You can blame other things; the annoying girl in women’s choir, the teacher who wouldn’t stop saying the word “anxiety”, the fact that you’re so damn busy all the time. But you know they’re excuses. The girl isn’t that annoying if you’d stop looking for a reason to be annoyed. How could the professor have know that was a trigger word. And you aren’t busy. You put off practicing and spend all day in bed on the computer complaining about how little time you have. See? Pathetic.

But this time it isn’t just depression or anxiety. It’s a pressure. I can feel my emotions pressing against my body. And they hurt so much. My muscles ache, I have a sinus headache, my stomach feels too full even though I haven’t eaten recently. I feel like I need to tear a hole in myself to let it out. Yelling doesn’t work. Singing only helps while I’m doing it. Any breath I take is filled with the pressure replacing itself.

I’m not one for self abuse. I’m not that (brave? stupid?) and I get injured just bumping into chairs. But… I want to be hurt. I bite my finger. It helps. I scratch at one spot on my leg or stomach until the skin under my fingernails makes them too dull to scratch anymore. If I break skin I feel like I’m getting closer. Like I just need to make that hole a bit bigger, deeper. But I can’t get blood anywhere and I’m running out of band aids.

I… I hate saying this, but the first step to recovering is admitting you have a problem. So, I want someone to hurt me. I want someone to hurt me. Throw me against a wall. Hit me. Bruise me. Kick me in the chest so I get winded. So this pressure leaves. Hurt my arms so they aren’t so damn heavy. Break my legs which can hardly support me as is. I don’t care who, just someone. Anyone.

My eating habits are way off. Either I’m not eating at all or I can’t stop. I wouldn’t say I’m suicidal, I just don’t mind testing the waters. “If I starve from not eating today, I wouldn’t mind.” “If I catch pneumonia from not wearing my coat, I’d be okay with that.” “Maybe if I don’t pay attention something will hurt me. A car or a careless passerby. That’d be fine.”

I’m an attention whore too. I plead for people to look at me. I’ll exaggerate my movements and expressions just so someone will talk to me. Take pity on my stupidity. Look at me.

I speak and no one hears. I sing, but they’re distracted. I shout, but no one’s around. So I stay silent. Silence attracts the attention of specialists. They don’t realize that I just need attention. I just need someone to say “you look like you’re hurting.” Even the counselors don’t get it. I went to one. She did nothing but say “Aww, you poor thing!” then refused to listen to anything I said. As though I was the most tortured soul there is. I’m not. I’m not that self absorbed. I’m selfish and lazy and you’ve seen this before. There are thousands of me all around. We’re just too busy waiting for someone to notice our own struggles to see that there are others wanting the exact same thing.
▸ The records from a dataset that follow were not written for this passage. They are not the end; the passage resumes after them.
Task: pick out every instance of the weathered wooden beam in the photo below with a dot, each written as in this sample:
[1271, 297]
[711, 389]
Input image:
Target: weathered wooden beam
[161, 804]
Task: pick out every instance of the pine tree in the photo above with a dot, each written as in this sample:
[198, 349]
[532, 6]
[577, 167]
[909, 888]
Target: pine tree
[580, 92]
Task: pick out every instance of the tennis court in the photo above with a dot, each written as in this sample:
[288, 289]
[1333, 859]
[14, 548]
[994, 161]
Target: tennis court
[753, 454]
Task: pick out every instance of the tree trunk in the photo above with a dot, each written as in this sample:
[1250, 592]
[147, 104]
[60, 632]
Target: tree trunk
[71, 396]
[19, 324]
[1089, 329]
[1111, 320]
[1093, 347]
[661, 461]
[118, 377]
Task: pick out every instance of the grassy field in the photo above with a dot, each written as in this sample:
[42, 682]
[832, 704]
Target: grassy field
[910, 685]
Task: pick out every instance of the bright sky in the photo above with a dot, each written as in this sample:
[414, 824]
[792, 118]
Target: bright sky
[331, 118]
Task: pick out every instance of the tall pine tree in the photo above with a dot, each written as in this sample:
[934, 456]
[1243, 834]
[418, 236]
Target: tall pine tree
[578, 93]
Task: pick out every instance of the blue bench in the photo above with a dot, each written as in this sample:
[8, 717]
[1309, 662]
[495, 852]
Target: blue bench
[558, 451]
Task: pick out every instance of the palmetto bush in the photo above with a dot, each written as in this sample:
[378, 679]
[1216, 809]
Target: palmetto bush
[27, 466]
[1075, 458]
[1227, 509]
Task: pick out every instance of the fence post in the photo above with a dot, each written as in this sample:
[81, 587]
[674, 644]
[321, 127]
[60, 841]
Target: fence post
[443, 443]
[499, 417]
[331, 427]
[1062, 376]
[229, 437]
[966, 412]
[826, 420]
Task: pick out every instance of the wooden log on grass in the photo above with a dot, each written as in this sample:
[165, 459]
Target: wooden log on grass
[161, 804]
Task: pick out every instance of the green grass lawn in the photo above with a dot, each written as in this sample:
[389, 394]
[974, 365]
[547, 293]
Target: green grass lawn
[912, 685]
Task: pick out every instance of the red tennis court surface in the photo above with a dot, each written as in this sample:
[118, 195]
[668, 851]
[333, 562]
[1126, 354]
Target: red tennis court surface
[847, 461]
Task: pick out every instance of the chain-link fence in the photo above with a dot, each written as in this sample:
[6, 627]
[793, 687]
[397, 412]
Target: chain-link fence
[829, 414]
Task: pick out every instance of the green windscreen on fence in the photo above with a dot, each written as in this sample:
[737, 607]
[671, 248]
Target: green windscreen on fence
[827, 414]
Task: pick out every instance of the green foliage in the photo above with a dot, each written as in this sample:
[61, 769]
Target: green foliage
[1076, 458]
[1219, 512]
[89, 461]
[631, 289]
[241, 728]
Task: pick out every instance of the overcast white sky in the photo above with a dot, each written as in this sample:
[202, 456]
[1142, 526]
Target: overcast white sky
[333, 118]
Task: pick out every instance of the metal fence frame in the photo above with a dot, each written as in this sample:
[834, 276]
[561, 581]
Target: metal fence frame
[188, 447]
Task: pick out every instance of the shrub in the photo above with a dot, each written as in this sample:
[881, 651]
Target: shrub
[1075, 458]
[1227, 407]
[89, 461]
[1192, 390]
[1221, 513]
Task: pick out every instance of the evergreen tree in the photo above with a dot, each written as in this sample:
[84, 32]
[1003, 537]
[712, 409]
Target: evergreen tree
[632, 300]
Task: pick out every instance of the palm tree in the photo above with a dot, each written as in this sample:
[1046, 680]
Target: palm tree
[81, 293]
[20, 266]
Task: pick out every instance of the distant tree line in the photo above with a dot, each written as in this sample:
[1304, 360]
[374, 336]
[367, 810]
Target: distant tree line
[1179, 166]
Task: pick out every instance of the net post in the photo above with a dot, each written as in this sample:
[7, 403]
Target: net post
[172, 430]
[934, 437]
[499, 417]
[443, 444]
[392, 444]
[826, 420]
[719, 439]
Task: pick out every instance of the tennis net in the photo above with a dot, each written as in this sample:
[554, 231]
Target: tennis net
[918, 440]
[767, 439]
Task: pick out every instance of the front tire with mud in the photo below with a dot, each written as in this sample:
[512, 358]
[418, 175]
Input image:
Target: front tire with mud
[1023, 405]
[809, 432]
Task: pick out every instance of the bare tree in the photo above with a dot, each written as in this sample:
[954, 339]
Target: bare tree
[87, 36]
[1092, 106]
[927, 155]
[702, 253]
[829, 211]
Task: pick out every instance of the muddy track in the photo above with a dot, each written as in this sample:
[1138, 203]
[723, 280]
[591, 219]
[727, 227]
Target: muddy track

“The sensation that your screaming but you never make a sound, or the feeling that you’re falling but you never hit the ground.” That’s what the pressure is. It’s something painfully unsatisfying. You get the build up, but it never delivers. You never get that release. You don’t like falling, but it’s worse when you never get the satisfaction of landing. The expectation just builds and builds until you can’t take it anymore. And even when you can’t take it nothing changes, you’re still just falling through the air. You can’t force yourself to land no matter how much you plead with gravity. You still can’t scream. Something is stifled and there’s no way to get it out. You can claw and tear at your throat until you bleed to death, but that scream will have never gotten out.

That’s what the pressure is. It’s unbearable.